Transforming Ethiopia’s Developmental State Model for Future Dynamism: A BOOK SUMMARY
Tigrai Online Nov. 20, 2019
In the book published by the Lambert Academic Publishing in October 2019, Professor Asayehgn Desta argues that in 2005, Ethiopia adopted and thrived by adjusting the East Asian State-Led Developmental state model to reflect its own historical conditions, enhance economic growth and wipe out poverty. After applying the developmental State Model from 2005 to 2015, Ethiopia remained a compelling example of how an African country can achieve steady, state-directed economic growth, social transformation, and infrastructural investments, by providing easy access to primary and preventative healthcare, reducing social inequality, and mobilizing peasant farmers.

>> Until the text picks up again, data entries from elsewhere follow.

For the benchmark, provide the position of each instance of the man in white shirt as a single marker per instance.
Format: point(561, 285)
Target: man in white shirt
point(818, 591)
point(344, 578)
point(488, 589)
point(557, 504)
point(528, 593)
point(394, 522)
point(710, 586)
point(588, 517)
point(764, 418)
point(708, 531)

However, Desta points out that due to administrative obsolescence, dysfunctional appointment of bureaucrats, political upheaval, ethnic strife, weak macroeconomic management, Ethiopia’s Developmental State Model has been breaking down. Currently, Ethiopia is on the verge of slipping backward into economic decline, facing poverty, inflation, unemployment, heavy external debt, and a rise in ethnic conflicts.
If the recent wide-scale economic and political crisis is not addressed immediately, professor Desta highlights that Ethiopia’s legitimacy could be disrupted. Therefore, as other developmental states have done, Professor Desta’s book focuses on structural changes of the needs to form a hybrid paradigm, in which some developmental practices coexist with the surrender of powers to local authorities and the prevalence of privatization policies to harness a free market operation. In the revitalization of its Developmental State Model, Professor Desta’s book strongly suggests that Ethiopia needs to restructure its form of federalism and practice transparent democracy, with adequate checks and balances to empower local citizens.